The latest statistics for the nation’s monetary aggregates showed an extended improvement last month from the previous month, reflecting a continuous increase in bank loans and investments, as well as the effect of a lower comparison base, the central bank said yesterday.
The M2 money supply indicator rose 2.74 percent last month from a year earlier, after the broadest measure of the nation’s monetary aggregates grew by 2.11 percent in August and 1.45 percent in July, the central bank’s tallies showed.
The latest M2 growth figure beat Citigroup economists’ forecast of a slower 1.8 percent growth for last month.
“The improvement was mainly due to accelerating growth of loans and investment from banks, which has offset the negative impact of capital outflow and declining equity performance,” Citi Investment Research economists Cheng Cheng-mount (鄭貞茂) and Tina Liao wrote in a client note yesterday.

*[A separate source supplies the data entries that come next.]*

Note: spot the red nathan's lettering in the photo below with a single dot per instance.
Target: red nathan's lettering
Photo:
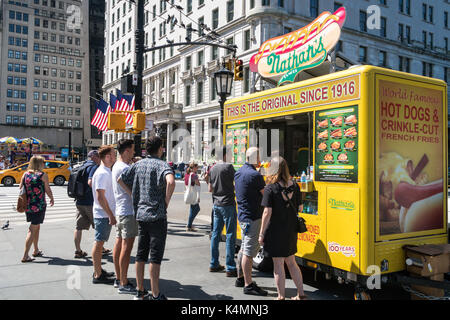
(279, 102)
(253, 107)
(389, 109)
(313, 95)
(416, 113)
(233, 111)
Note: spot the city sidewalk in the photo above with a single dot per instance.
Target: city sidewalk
(184, 273)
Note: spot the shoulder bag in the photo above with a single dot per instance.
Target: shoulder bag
(22, 200)
(301, 223)
(192, 193)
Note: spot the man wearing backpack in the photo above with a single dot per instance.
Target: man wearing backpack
(84, 205)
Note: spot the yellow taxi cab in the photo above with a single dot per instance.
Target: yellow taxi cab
(58, 173)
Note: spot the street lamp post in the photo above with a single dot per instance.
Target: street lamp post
(223, 80)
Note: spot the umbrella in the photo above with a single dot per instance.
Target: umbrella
(36, 141)
(31, 141)
(9, 140)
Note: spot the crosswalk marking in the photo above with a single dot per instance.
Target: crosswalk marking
(63, 210)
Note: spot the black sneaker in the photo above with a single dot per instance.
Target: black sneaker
(108, 274)
(142, 295)
(129, 288)
(253, 289)
(103, 279)
(240, 283)
(159, 297)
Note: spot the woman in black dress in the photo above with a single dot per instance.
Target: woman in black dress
(278, 233)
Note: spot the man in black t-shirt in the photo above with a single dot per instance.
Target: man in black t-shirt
(221, 184)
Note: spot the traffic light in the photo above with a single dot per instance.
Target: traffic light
(238, 70)
(139, 121)
(229, 65)
(116, 121)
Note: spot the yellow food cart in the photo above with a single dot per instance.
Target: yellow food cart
(376, 144)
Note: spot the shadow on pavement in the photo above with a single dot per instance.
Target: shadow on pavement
(175, 290)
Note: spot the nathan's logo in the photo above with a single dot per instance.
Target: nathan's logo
(341, 204)
(282, 58)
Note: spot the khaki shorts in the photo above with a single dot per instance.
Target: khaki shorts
(85, 217)
(126, 227)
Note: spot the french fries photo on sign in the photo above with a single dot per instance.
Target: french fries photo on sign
(410, 163)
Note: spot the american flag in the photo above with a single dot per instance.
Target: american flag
(128, 102)
(125, 103)
(100, 119)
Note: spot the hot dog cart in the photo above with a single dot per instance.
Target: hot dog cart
(374, 142)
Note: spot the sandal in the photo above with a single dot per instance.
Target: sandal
(80, 254)
(300, 298)
(39, 254)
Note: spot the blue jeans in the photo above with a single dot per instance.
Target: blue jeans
(224, 216)
(193, 211)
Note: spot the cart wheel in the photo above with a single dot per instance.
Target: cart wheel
(361, 295)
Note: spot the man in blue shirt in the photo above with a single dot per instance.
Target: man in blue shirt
(85, 217)
(249, 185)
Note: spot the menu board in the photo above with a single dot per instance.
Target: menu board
(236, 138)
(336, 147)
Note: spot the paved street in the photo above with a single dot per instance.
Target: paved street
(184, 271)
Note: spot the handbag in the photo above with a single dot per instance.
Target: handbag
(301, 223)
(192, 193)
(22, 200)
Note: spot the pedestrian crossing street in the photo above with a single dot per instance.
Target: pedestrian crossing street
(64, 208)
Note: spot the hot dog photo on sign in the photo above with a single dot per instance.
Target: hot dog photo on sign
(410, 164)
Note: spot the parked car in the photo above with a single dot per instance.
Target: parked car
(58, 173)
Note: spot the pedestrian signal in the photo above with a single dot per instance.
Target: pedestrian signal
(238, 70)
(139, 121)
(116, 121)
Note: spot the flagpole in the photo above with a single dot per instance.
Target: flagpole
(139, 69)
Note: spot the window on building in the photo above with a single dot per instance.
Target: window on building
(230, 10)
(187, 95)
(362, 54)
(363, 21)
(215, 18)
(230, 42)
(199, 92)
(382, 58)
(188, 64)
(427, 69)
(214, 53)
(247, 43)
(383, 27)
(246, 79)
(314, 8)
(200, 60)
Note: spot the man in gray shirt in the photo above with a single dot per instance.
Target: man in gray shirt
(221, 184)
(151, 183)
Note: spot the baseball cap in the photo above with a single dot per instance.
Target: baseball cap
(93, 153)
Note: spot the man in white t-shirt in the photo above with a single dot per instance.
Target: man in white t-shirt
(103, 209)
(127, 227)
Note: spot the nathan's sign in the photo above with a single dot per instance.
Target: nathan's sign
(282, 58)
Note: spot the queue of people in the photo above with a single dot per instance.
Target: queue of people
(134, 197)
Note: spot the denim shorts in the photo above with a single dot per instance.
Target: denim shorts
(250, 234)
(102, 229)
(151, 240)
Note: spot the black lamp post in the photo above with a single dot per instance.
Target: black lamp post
(223, 80)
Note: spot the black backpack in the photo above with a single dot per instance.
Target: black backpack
(77, 185)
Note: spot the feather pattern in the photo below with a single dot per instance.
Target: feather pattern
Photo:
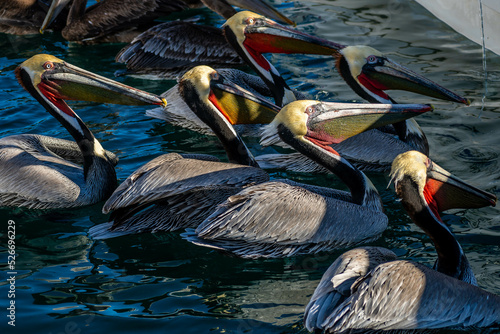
(172, 192)
(175, 47)
(335, 285)
(291, 219)
(112, 16)
(407, 295)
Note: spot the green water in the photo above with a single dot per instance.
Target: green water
(67, 283)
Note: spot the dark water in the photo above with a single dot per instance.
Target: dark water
(67, 283)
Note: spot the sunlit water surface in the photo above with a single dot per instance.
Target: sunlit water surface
(68, 283)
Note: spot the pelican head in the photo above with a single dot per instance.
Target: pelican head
(256, 34)
(369, 73)
(326, 123)
(251, 35)
(440, 189)
(217, 95)
(261, 6)
(52, 80)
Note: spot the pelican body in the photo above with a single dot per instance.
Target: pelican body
(367, 71)
(40, 172)
(123, 20)
(173, 191)
(282, 218)
(369, 289)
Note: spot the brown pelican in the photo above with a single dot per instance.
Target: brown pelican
(367, 288)
(37, 172)
(365, 69)
(20, 17)
(172, 191)
(284, 218)
(121, 21)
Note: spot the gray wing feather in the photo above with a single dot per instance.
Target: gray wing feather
(171, 174)
(278, 218)
(335, 285)
(111, 16)
(178, 45)
(45, 181)
(406, 295)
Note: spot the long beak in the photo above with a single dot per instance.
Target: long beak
(392, 75)
(54, 10)
(452, 193)
(69, 82)
(267, 36)
(263, 8)
(334, 122)
(240, 106)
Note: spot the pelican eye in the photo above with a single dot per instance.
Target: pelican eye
(371, 59)
(48, 65)
(428, 163)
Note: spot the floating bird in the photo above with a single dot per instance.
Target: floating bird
(368, 72)
(283, 218)
(172, 191)
(22, 17)
(38, 172)
(367, 288)
(122, 20)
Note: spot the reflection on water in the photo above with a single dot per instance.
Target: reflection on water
(67, 283)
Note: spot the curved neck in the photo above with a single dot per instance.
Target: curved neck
(92, 151)
(236, 150)
(362, 190)
(451, 259)
(269, 74)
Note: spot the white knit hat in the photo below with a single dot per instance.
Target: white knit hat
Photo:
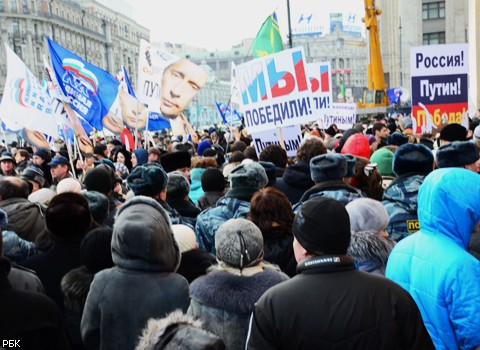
(185, 237)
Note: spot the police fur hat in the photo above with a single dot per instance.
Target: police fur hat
(456, 154)
(250, 175)
(412, 158)
(147, 180)
(328, 166)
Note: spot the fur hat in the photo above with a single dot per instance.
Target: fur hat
(95, 250)
(177, 331)
(251, 175)
(351, 164)
(99, 205)
(33, 173)
(412, 158)
(397, 139)
(213, 180)
(453, 132)
(69, 184)
(357, 145)
(3, 219)
(239, 243)
(328, 166)
(146, 244)
(202, 146)
(147, 180)
(43, 196)
(383, 157)
(271, 171)
(176, 160)
(322, 226)
(68, 215)
(185, 237)
(99, 179)
(456, 154)
(44, 154)
(367, 214)
(177, 185)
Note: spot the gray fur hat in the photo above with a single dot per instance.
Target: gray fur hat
(239, 243)
(367, 214)
(327, 167)
(251, 175)
(177, 185)
(143, 237)
(456, 154)
(147, 180)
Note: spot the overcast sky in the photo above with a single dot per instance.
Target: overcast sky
(219, 24)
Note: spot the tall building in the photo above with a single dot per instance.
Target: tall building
(410, 23)
(100, 35)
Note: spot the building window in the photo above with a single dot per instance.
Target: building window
(433, 10)
(434, 38)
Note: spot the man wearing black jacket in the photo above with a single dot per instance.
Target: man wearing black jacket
(330, 304)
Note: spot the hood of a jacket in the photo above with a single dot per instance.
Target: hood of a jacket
(143, 238)
(448, 204)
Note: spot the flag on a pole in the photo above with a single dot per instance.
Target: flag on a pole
(25, 103)
(268, 39)
(91, 90)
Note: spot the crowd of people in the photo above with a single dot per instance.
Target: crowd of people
(367, 239)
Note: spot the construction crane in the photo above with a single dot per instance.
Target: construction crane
(376, 95)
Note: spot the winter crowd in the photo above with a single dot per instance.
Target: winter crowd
(366, 239)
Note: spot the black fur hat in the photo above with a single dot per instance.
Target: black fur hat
(456, 154)
(412, 158)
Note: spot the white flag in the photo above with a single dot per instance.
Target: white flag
(25, 103)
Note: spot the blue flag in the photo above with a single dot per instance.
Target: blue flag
(90, 89)
(394, 95)
(127, 81)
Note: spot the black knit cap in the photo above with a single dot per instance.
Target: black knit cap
(322, 226)
(213, 180)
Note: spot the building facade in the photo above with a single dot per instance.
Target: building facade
(100, 35)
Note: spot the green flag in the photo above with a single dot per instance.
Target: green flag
(268, 39)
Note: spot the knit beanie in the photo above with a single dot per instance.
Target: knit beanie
(99, 179)
(176, 160)
(69, 184)
(271, 171)
(44, 154)
(367, 214)
(412, 158)
(327, 167)
(357, 145)
(185, 237)
(239, 243)
(456, 154)
(384, 159)
(68, 215)
(147, 180)
(95, 251)
(351, 164)
(251, 175)
(453, 132)
(177, 185)
(322, 226)
(99, 205)
(213, 180)
(202, 146)
(142, 156)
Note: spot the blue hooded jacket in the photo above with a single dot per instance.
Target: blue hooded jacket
(433, 264)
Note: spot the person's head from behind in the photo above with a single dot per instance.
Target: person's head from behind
(180, 83)
(271, 211)
(13, 187)
(321, 227)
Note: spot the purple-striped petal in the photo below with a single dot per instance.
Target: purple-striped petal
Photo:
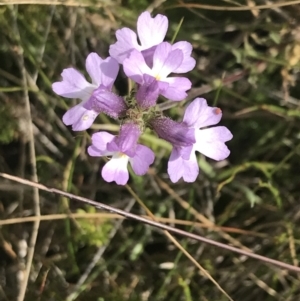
(99, 144)
(135, 67)
(151, 31)
(73, 85)
(126, 42)
(102, 71)
(210, 142)
(143, 158)
(79, 117)
(116, 170)
(198, 114)
(107, 102)
(180, 168)
(188, 63)
(165, 60)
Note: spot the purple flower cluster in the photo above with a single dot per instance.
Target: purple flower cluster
(149, 64)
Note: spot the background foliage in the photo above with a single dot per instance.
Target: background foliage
(247, 64)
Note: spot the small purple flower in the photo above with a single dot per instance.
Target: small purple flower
(151, 32)
(165, 61)
(122, 148)
(96, 96)
(209, 141)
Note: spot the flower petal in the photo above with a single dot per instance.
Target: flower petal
(102, 71)
(103, 100)
(143, 158)
(99, 144)
(178, 167)
(126, 42)
(151, 31)
(198, 114)
(177, 88)
(73, 85)
(165, 60)
(210, 142)
(188, 63)
(135, 67)
(79, 117)
(116, 169)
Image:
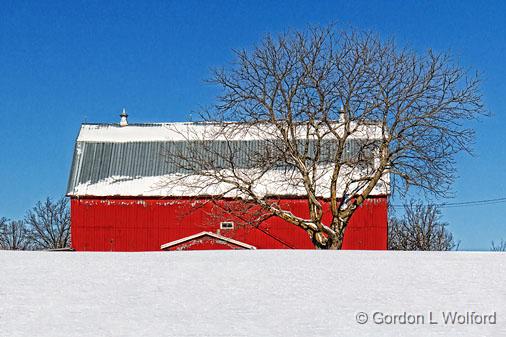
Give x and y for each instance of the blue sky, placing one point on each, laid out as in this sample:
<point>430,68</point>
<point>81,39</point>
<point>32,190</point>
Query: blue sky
<point>63,63</point>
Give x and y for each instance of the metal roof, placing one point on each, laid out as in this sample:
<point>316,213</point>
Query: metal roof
<point>96,160</point>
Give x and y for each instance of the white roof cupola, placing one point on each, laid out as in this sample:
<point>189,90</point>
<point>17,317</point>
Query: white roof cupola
<point>124,116</point>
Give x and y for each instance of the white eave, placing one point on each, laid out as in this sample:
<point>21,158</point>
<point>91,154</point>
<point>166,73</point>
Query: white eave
<point>201,234</point>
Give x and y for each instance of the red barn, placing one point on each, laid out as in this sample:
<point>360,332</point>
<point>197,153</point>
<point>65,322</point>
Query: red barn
<point>120,200</point>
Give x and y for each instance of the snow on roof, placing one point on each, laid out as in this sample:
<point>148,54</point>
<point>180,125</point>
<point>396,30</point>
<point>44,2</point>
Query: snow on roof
<point>110,160</point>
<point>248,293</point>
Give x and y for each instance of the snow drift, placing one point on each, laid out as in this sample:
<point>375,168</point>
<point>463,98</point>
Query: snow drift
<point>249,293</point>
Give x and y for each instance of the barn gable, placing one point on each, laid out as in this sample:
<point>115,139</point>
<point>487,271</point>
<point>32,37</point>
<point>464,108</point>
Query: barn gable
<point>110,160</point>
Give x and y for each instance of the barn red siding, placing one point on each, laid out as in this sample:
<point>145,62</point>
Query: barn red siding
<point>112,224</point>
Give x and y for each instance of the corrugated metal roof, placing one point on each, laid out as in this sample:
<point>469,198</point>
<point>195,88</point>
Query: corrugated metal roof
<point>95,161</point>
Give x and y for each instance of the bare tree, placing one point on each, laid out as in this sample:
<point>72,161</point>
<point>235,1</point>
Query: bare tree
<point>420,229</point>
<point>337,115</point>
<point>13,235</point>
<point>49,224</point>
<point>499,247</point>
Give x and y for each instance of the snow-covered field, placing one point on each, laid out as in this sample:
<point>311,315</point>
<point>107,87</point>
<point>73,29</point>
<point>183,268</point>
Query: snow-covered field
<point>250,293</point>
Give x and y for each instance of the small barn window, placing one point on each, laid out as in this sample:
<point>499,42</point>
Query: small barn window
<point>227,225</point>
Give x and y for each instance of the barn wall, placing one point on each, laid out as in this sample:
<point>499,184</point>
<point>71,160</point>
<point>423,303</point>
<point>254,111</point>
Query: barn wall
<point>111,224</point>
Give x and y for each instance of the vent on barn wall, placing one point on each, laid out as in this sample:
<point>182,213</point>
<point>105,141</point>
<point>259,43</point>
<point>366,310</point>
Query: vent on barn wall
<point>124,116</point>
<point>226,225</point>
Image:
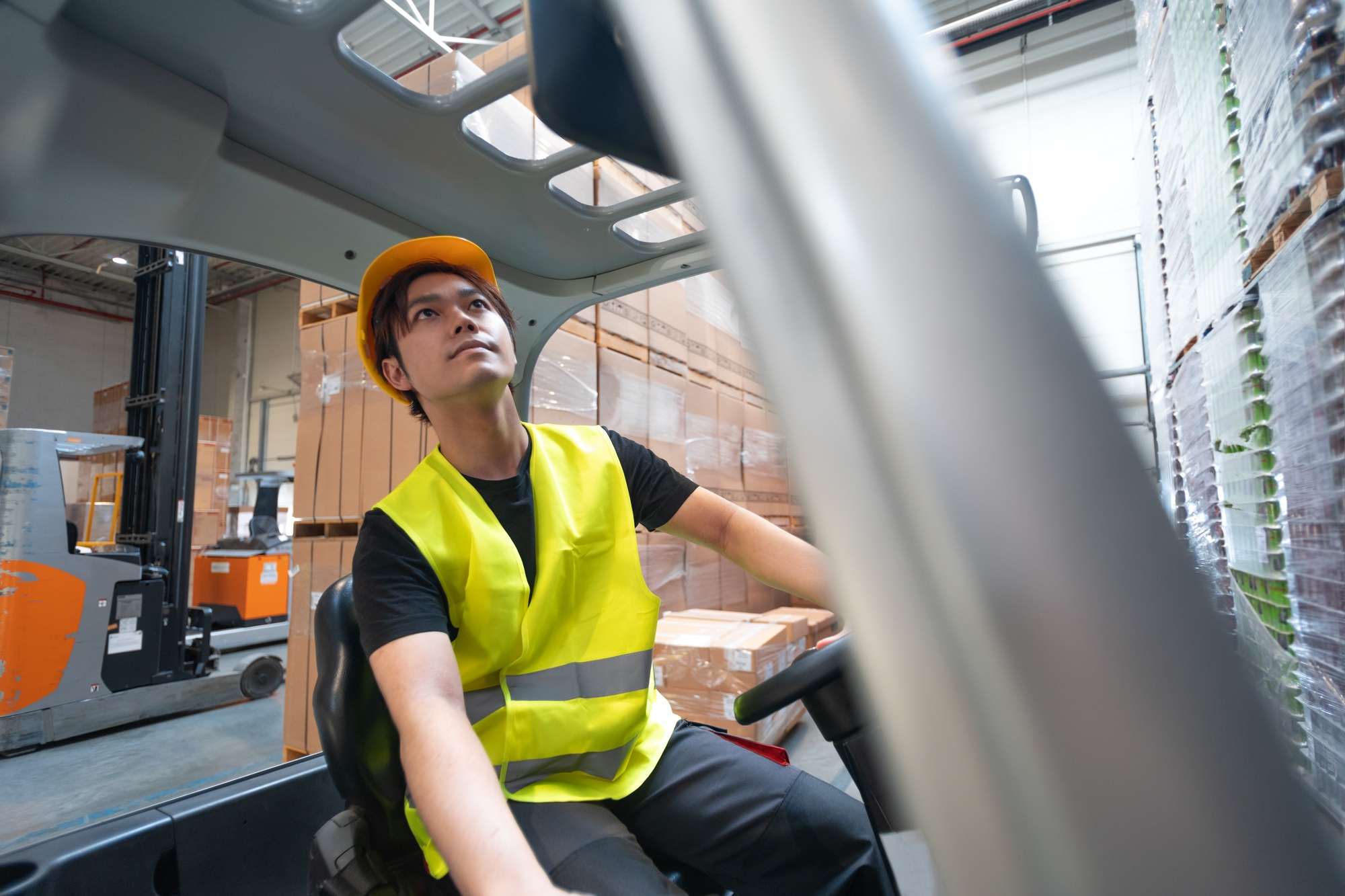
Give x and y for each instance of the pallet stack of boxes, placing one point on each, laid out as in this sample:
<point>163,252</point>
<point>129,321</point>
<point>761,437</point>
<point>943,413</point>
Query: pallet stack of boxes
<point>664,366</point>
<point>658,366</point>
<point>354,443</point>
<point>215,455</point>
<point>1243,245</point>
<point>215,458</point>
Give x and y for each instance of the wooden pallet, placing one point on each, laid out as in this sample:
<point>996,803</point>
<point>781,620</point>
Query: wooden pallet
<point>326,529</point>
<point>326,310</point>
<point>1325,186</point>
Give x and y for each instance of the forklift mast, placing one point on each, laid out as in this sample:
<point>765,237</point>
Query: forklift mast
<point>162,408</point>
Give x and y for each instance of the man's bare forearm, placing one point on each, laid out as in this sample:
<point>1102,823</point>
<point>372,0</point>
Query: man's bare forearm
<point>775,557</point>
<point>769,553</point>
<point>458,795</point>
<point>453,782</point>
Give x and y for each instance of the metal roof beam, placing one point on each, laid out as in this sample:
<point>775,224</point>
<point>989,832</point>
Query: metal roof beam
<point>485,18</point>
<point>63,263</point>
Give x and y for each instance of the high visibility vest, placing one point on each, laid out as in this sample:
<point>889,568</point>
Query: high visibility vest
<point>559,688</point>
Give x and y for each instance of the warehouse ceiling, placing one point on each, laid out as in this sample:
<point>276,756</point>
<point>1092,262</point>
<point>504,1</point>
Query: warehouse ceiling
<point>384,34</point>
<point>96,276</point>
<point>385,40</point>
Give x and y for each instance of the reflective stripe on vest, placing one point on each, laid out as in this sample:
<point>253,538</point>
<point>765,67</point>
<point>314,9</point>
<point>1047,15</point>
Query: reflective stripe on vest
<point>559,686</point>
<point>594,678</point>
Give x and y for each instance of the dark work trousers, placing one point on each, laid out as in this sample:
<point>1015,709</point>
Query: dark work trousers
<point>754,826</point>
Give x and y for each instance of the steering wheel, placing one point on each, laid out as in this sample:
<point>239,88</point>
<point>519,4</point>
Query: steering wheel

M1B, another money supply gauge that includes currency held by the public and deposited money, also improved last month, registering a 4.89 percent decline from a year earlier, after a drop of 5.32 percent in August and a fall of 5.77 percent in July.
M2 includes M1B, time deposits, time savings deposits, foreign currency deposits and mutual funds.
The economists expected M2 to continue to improve next month on the central bank’s aggressive monetary liberalization last month and early this month, but said “the outlook for money growth is not very optimistic” because “foreign capital will likely continue to emigrate in the coming months and banks are likely to tighten credit.”
For the first nine months of the year, the M2 supply grew 1.85 percent compared to the same period last year, M1B dropped 2.83 percent year-on-year Neither last month’s M2 growth rate nor that of the first nine months fell within the central bank’s target range of 2 percent to 6 percent.